吉田孝行監督をはじめコーチ陣がほぼ元神戸のスタッフに入れ替わって新たなスタートを切った今季の清水エスパルス。その公式戦3戦目で早くもヴィッセル神戸との対戦が実現する。また清水からは秋葉忠宏前監督がコーチとして神戸に移り、乾貴士も移籍するなど、お互いに縁の深いゲームとなっている。
今回はその大一番を前に、吉田監督のコンセプトが現時点でどの程度浸透してきたのか、本人の言葉を軸に検証したい。
「対京都となるとセカンドボール(の回収)が一番大事で、相手もセカンドボールから前に速いので、まずそれをさせないというところでは、我々がボールを奪って、相手のバランスが崩れているうちに一気に攻めることもできました。それで押し込んで、パスもつなぎながら敵陣内で戦いたいという狙いがあって、それが京都戦はすごくできていたと思います。次の神戸もそこの勝負になると思いますし、自分たちがゴールからより遠いところで守備をして、ショートカウンターでパワーを出すとか、セカンドボールも大事ですし、そこから何ができるかが大事になると思います」(吉田監督)
できるだけ相手陣内で戦うという意味では、ボールを失った後すぐに奪い返すシーンが目立ったことも、京都戦の収穫だった。
「そこは名古屋戦の反省点で、攻撃も単発で終わって1人1人の距離が遠くて、失っても遠いから守備に切り替えられないという状況があったので、そこも京都戦では強く意識させました。攻撃で後ろからもどんどん追い越すし、失っても距離感が良い(近い)から、全員の意識さえしっかりしていれば、すぐに切り替えて、良い距離感で奪い返せるよと。そこはひとつ成功体験として、選手たちも良い感覚をつかめた試合だったと思います」(吉田監督)
今年の清水を見て「ロングボールが多い」という声もあるが、吉田監督が目指しているのは、ただ大きく蹴って前の選手に任せるというサッカーではない。重要なのは、前に入ったボールに対していかに早くサポートし、チーム全体で押し上げながら「敵陣内で戦う」時間を増やすというところだ。
ロングボールは相手陣内にボールを運ぶための手段の一つにすぎず、足下でパスをつなぎながら前に運べる状況であれば、それも当然やっていく。ただ、自陣内でのポゼッション率にはまったくこだわっていないので、シンプルに前に運べるならそのほうがリスクも少なく効率的だ。

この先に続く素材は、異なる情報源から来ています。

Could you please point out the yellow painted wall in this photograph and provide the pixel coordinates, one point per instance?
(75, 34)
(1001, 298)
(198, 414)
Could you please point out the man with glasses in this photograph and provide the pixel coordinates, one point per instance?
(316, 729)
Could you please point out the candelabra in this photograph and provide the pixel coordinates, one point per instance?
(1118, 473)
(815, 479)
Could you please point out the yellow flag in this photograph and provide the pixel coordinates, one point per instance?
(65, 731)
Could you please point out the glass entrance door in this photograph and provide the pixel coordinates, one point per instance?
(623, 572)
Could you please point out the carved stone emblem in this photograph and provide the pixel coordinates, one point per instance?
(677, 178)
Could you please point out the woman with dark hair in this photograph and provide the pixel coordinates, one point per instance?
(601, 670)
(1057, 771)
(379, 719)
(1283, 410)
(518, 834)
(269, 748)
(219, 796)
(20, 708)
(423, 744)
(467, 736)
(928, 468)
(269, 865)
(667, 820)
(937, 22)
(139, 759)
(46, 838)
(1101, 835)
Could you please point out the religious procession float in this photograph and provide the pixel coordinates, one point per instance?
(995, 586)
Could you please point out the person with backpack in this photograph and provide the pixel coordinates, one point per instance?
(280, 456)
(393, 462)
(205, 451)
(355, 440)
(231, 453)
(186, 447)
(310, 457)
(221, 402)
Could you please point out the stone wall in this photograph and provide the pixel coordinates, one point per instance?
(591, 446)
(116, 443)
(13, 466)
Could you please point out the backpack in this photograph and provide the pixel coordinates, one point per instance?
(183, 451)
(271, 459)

そのかわり相手陣内でのポゼッションには強くこだわっている。前線からのプレスやボールを失った後の早い切り替えによる奪還も、そのために大事な要素になる。そのうえで相手ゴール前では人数をかけて思い切ったアクションを仕掛け、ゴールを奪っていく。最後の崩しの部分はもう少し時間がかかるかもしれないが、そうしたコンセプトが選手たちにかなり浸透してきたことは京都戦で確認できた。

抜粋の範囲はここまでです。